A bill that creates a commission to evaluate state tax incentives won’t include oversight from the state auditor’s office, Speaker of House Jeff Hickman said Wednesday.
Authored by Hickman, R-Fairview, House Bill 2182 would add a new level of oversight to Oklahoma’s tax incentive system. The bill would create a seven-member Incentive Evaluation Commission charged with reviewing incentives every four years.
Members of the commission would include the director of the Office of Management and Enterprise Services, the state treasurer, the secretary of the Oklahoma Department of Commerce and the chairman of the Oklahoma Tax Commission. The incentive commission would also include an economist representing an Oklahoma institution of higher education, the president of the Oklahoma Professional Economic Development Council and a layperson.
Language in the bill would allow the commission to contract with a private company or academic institution to “assist with evaluation of each incentive.”
But state Auditor and Inspector Gary Jones said there was no good reason to hire outside help to review tax incentives.
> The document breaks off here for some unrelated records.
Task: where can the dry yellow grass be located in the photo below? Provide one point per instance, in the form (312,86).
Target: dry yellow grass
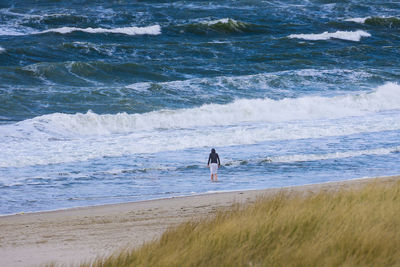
(345,228)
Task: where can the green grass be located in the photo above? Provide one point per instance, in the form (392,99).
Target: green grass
(345,228)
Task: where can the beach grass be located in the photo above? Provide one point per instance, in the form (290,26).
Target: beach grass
(357,227)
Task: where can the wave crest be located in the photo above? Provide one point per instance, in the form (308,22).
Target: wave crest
(266,110)
(343,35)
(390,22)
(149,30)
(225,26)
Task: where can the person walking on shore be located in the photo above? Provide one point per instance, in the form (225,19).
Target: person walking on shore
(213,163)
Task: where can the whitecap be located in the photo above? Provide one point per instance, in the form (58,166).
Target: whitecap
(357,20)
(343,35)
(149,30)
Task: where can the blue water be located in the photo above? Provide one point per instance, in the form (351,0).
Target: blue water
(117,101)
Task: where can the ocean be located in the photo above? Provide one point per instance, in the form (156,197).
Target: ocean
(116,101)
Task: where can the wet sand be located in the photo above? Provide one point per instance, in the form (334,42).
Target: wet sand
(69,237)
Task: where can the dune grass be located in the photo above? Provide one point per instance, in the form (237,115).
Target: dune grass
(344,228)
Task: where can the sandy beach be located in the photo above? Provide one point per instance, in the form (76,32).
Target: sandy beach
(69,237)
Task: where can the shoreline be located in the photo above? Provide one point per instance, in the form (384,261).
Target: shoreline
(74,235)
(183,196)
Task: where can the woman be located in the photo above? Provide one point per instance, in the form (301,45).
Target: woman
(215,163)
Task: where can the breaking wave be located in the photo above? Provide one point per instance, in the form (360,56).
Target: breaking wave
(343,35)
(386,97)
(390,22)
(149,30)
(225,26)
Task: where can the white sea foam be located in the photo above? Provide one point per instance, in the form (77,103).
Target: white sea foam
(336,155)
(386,97)
(59,138)
(150,30)
(343,35)
(318,157)
(358,20)
(213,22)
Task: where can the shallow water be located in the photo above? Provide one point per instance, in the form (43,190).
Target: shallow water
(113,101)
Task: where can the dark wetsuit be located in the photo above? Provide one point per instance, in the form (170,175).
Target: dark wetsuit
(213,158)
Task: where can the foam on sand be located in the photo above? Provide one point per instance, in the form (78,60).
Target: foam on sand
(343,35)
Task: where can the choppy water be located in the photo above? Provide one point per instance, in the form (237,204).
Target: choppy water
(115,101)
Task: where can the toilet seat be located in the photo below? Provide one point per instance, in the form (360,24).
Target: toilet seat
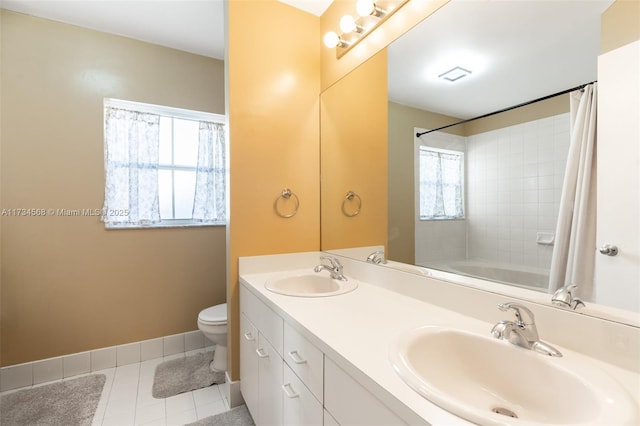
(215,315)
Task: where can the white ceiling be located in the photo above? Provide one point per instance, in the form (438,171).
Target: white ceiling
(518,51)
(523,49)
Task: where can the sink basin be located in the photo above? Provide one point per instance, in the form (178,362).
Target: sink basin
(310,285)
(493,382)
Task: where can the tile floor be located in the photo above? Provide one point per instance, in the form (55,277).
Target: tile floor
(126,398)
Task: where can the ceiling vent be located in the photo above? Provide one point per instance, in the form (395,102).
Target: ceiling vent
(455,74)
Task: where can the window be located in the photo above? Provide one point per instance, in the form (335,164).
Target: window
(164,166)
(441,184)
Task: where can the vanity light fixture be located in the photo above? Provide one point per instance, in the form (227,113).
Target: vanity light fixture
(331,40)
(369,7)
(455,74)
(348,24)
(371,15)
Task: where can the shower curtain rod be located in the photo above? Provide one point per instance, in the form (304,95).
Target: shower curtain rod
(544,98)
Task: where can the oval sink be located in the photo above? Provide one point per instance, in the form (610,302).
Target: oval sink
(310,285)
(493,382)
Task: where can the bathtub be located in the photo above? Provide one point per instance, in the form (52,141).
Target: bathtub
(518,275)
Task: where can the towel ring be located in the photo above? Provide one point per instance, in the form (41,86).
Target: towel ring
(286,194)
(350,197)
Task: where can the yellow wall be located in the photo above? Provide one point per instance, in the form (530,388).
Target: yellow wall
(620,25)
(273,88)
(68,285)
(354,157)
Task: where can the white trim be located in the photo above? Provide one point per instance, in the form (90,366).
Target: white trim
(165,111)
(25,375)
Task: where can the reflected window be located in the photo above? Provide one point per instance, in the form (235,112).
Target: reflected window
(441,184)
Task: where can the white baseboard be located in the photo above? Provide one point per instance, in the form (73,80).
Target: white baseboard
(231,392)
(46,370)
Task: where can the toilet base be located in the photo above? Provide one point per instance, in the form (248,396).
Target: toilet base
(219,362)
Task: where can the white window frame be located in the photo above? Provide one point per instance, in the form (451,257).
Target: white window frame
(171,112)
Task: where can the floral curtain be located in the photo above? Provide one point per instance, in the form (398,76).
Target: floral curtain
(209,203)
(441,184)
(131,166)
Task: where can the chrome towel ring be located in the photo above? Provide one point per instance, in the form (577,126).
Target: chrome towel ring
(286,195)
(351,197)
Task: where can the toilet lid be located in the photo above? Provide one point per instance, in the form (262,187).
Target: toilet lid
(214,315)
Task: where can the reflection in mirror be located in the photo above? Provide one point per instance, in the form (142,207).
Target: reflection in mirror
(511,177)
(514,162)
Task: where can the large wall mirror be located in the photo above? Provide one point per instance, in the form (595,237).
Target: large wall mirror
(499,55)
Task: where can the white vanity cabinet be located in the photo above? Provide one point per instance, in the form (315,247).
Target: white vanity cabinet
(261,366)
(287,380)
(278,367)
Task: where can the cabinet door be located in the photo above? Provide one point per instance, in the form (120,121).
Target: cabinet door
(249,364)
(350,403)
(270,384)
(301,408)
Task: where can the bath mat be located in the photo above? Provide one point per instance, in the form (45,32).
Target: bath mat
(184,374)
(238,416)
(72,402)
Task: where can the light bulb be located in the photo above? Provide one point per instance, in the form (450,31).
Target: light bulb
(348,24)
(365,7)
(331,39)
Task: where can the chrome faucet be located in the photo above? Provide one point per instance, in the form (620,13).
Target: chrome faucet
(334,268)
(523,332)
(563,297)
(377,257)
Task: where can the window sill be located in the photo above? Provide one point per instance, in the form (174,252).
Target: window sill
(165,224)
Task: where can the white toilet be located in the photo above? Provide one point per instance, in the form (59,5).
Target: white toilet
(213,323)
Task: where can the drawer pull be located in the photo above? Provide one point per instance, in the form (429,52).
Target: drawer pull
(295,356)
(288,390)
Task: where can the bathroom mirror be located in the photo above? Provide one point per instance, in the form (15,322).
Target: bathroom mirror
(551,47)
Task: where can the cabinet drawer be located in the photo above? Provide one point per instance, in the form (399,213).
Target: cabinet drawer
(350,403)
(267,321)
(301,408)
(305,360)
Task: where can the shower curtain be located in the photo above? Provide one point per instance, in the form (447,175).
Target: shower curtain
(573,257)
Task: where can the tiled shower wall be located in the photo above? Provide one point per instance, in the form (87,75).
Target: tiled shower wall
(514,184)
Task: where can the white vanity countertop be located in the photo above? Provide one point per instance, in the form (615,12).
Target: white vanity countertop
(357,329)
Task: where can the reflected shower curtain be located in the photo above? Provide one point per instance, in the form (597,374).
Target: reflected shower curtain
(574,250)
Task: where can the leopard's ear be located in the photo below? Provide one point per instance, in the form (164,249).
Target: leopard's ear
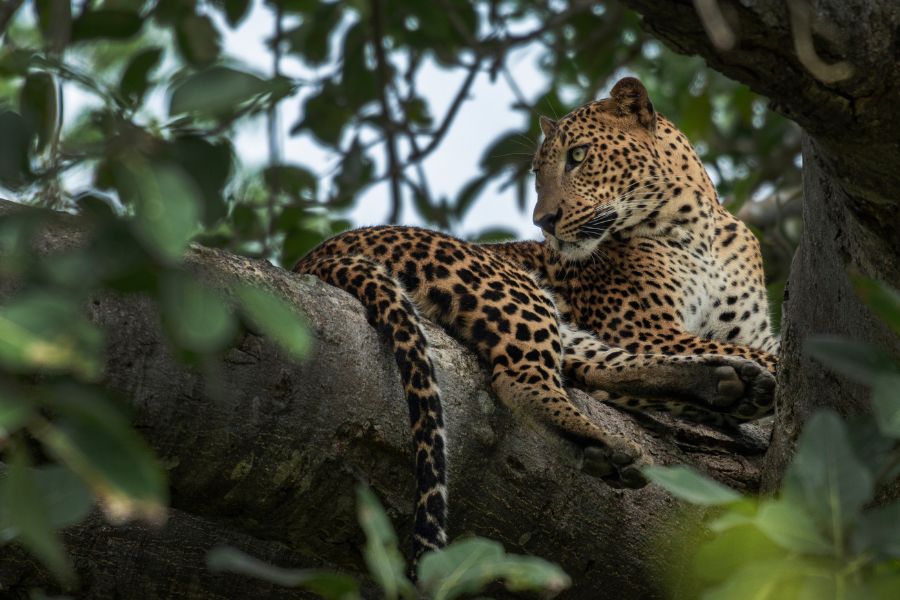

Instead, Jones said, the commission should use his office.
For several weeks now, Jones has lobbied lawmakers to change the bill and have the auditor and inspector’s office perform the evaluations.
“Virtually every other state has the state auditor doing this,” Jones said. “It’s OK to have a subcommittee approve it and it’s OK to have the commission set the criteria, but you need a neutral set of eyes reviewing them (tax incentives).”
The bill comes in wake of a reported dispute between the auditor and the office of State Treasurer Ken Miller over bidding practices by the state pension commission.
“I want to take politics out of the bill,” Hickman said, without elaborating.
An amendment to HB 2182 would require the auditor and inspector’s office to perform the evaluations. That amendment, authored by state Rep. Mike Ritze, R-Broken Arrow, would replace the outside contractor with the auditor’s office.
Ritze said he wrote the amendment because there was no need to pay for outside help when the state was facing a $611 million budget shortfall.
“Why do we have to pay some outside auditor that’s going to charge an enormous amount of money?” Ritze said. “Our auditor has all the resources to do this.”
Using the state auditor’s office, Ritze said, makes evaluations more transparent.
“We need to make sure that anything we do when it comes to the people’s money has good oversight by statewide elected officials,” Ritze said.
Still, while Jones and Ritze have pushed for changes to the measure, Hickman, the House Speaker, said it’s doubtful the auditor’s office would be included in the final version of the measure. Instead, Hickman said he would amend the bill to remove all statewide elected officials from the commission and replace them with business and industry officials who haven’t received any incentives.
Hickman said the measure could be heard by the full House as early as Wednesday.